I think the only way to be able to truly analyze a poem with the carefully consideration of how it was created in the first place is to have experience actually writing poetry. You have taken a great first step to becoming even better at teaching your students to analyze poetry.

Henry Lawson Poems said...

I was inspired by your comments on teaching poetry, if you teach poetry you often gives parameters and rules as what can and cannot be done and limit the outcome, your way doesn't.

custom essay writer said...

You have to write some poetry first to realise how it is before you teach the students.
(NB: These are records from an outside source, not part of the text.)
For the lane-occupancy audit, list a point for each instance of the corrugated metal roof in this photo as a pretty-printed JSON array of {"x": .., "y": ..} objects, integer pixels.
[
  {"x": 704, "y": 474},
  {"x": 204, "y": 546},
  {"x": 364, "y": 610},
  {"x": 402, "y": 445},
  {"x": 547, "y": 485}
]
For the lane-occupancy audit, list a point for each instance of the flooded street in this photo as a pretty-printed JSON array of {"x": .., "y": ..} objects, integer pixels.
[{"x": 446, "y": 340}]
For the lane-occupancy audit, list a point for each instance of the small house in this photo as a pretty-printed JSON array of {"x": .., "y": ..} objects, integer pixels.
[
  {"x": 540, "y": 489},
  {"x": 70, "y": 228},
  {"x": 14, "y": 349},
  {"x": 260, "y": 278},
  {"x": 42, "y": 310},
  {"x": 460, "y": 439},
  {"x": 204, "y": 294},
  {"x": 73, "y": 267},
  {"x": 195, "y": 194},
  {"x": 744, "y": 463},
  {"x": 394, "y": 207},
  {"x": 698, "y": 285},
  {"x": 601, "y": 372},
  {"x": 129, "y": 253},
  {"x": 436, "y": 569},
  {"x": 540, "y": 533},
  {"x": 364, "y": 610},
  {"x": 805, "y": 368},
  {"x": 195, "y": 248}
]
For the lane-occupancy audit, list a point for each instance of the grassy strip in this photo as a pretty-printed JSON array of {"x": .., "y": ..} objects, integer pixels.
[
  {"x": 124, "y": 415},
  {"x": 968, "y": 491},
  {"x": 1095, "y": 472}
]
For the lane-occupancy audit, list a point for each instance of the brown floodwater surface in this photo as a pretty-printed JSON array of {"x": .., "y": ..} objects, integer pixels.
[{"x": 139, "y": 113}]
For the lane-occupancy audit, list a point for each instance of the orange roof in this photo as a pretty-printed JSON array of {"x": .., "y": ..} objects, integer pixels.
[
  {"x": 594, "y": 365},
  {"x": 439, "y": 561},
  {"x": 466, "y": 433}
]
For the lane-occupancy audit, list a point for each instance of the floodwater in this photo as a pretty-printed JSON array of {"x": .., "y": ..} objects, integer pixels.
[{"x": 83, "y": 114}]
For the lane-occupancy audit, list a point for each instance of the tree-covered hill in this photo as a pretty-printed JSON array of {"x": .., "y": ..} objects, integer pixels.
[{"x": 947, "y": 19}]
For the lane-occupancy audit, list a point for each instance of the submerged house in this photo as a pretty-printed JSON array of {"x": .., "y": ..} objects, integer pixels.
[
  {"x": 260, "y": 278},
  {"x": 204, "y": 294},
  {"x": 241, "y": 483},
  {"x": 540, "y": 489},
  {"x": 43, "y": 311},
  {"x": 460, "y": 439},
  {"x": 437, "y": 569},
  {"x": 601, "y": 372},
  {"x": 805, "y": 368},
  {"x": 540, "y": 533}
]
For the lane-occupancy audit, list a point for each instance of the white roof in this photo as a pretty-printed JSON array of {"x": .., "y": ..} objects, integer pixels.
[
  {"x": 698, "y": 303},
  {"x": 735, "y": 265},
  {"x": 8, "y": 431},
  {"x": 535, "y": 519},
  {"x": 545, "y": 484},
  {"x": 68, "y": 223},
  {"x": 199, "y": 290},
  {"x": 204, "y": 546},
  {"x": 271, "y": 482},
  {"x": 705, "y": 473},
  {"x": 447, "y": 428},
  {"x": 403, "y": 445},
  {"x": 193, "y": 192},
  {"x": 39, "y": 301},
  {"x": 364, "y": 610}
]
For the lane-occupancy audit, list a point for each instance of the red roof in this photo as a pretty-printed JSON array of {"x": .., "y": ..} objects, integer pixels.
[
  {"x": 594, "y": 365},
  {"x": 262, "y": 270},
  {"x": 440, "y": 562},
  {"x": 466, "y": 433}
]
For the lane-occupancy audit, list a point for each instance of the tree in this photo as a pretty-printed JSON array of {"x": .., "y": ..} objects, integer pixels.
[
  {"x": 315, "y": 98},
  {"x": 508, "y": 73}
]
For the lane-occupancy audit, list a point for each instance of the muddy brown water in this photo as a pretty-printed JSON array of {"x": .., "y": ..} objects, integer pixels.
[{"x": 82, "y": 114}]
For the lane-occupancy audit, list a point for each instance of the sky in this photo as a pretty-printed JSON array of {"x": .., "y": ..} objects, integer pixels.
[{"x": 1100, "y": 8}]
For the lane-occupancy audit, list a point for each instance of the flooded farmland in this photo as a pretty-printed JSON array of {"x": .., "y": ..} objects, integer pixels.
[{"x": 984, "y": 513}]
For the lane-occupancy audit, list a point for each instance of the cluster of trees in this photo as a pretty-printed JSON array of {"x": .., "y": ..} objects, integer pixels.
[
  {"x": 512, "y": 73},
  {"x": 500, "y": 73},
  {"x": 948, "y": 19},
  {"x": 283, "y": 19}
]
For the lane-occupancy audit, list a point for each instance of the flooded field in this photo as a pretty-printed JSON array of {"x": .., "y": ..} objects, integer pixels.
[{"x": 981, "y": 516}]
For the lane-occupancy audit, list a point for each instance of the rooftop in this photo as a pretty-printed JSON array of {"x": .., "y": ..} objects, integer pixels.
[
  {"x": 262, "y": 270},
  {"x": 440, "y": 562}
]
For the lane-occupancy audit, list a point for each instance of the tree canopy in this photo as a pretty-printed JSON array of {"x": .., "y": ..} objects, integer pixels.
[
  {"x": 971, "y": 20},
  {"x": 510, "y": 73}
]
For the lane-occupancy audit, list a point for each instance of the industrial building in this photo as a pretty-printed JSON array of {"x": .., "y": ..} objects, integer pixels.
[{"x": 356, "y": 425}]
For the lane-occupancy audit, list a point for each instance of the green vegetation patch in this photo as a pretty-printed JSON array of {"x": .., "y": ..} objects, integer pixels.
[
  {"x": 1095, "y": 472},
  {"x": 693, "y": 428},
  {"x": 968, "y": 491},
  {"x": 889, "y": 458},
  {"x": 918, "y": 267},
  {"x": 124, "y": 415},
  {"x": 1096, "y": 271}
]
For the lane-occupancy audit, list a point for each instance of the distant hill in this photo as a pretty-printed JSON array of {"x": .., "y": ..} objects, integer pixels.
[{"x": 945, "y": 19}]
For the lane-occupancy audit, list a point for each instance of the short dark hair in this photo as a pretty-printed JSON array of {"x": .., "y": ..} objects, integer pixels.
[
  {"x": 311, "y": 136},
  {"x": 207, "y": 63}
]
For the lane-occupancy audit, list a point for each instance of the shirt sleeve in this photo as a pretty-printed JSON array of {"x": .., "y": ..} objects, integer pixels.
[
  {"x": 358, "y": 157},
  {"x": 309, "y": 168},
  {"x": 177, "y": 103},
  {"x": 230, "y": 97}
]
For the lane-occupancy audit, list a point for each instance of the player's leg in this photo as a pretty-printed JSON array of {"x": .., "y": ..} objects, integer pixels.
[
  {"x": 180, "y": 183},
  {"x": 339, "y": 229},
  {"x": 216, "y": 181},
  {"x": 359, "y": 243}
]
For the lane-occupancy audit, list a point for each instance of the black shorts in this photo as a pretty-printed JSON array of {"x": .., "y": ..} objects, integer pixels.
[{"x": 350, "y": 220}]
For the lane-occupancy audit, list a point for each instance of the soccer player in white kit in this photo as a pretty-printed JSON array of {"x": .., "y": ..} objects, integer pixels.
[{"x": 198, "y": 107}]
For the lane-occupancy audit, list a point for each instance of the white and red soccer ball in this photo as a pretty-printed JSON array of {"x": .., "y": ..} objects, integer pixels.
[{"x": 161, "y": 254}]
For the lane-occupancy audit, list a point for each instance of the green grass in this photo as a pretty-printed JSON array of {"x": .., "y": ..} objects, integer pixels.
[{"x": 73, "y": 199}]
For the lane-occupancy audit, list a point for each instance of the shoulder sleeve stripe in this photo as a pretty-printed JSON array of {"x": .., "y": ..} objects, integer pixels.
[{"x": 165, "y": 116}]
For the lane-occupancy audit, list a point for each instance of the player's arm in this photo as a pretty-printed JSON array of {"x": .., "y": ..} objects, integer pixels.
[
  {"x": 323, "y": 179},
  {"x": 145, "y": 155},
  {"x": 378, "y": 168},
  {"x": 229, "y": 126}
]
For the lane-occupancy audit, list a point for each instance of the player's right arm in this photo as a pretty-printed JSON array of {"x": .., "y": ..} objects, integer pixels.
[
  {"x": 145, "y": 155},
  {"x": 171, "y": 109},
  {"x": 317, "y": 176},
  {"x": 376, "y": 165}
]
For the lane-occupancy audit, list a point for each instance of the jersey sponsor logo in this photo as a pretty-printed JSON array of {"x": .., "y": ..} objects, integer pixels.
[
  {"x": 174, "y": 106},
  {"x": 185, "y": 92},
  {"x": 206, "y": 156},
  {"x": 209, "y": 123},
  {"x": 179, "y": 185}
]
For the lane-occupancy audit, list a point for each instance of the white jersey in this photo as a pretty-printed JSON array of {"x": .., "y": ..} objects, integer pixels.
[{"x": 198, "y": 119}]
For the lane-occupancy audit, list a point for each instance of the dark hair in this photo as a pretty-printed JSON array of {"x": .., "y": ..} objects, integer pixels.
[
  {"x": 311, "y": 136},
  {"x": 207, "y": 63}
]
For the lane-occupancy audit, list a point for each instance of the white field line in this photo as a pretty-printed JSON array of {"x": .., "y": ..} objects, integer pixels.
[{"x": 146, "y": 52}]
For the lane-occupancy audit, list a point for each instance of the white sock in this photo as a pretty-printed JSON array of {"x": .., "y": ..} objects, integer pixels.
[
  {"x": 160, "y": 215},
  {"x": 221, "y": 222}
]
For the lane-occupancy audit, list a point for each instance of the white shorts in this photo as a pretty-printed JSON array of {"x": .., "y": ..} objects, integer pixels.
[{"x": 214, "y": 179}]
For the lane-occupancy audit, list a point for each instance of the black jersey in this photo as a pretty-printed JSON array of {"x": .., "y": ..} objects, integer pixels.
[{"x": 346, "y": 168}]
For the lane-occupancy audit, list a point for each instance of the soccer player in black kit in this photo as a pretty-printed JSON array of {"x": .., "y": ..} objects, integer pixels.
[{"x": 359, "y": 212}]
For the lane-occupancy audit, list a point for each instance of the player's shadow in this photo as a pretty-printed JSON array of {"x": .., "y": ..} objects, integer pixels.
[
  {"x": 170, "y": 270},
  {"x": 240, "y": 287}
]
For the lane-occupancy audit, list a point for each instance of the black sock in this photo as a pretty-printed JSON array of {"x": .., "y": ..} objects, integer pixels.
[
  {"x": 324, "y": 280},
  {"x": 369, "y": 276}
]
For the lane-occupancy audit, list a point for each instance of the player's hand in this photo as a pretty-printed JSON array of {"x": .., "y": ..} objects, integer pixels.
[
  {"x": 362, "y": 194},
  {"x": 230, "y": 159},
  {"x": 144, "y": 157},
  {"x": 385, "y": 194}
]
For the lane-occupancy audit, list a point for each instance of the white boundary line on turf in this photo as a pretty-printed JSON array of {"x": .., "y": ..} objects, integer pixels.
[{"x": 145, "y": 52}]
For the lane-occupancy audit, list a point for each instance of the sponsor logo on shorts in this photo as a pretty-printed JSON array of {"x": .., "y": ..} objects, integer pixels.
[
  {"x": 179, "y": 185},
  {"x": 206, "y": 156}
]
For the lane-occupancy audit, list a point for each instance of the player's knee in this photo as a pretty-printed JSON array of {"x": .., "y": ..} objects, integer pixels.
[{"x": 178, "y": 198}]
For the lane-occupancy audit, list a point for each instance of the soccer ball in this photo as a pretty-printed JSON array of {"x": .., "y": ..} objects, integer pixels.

It will be very hard to answer questions on poetry before you try to write by yourself

Jessica Lee said...

When I was a student of the University, we frequently did some poetical analysis, but never got the task to create our own verses. Maybe such task is a good chance for the students to manifest their deep feelings and thoughts. I’ll use the info for my custom term paper.

buy essay said...

I think it's hard to be a poetry teacher for the ordinary person. One has to love poetry to be a good teacher

thesis writing said...

Nancy Atwell's book on Writing Workshop. It's great - has blackline masters and student work to show the kids what they, too, can do if they "use the Power of I," and "break lines,"

resume writing said...

I think you're totally right with your approach. And congrats on your first poem!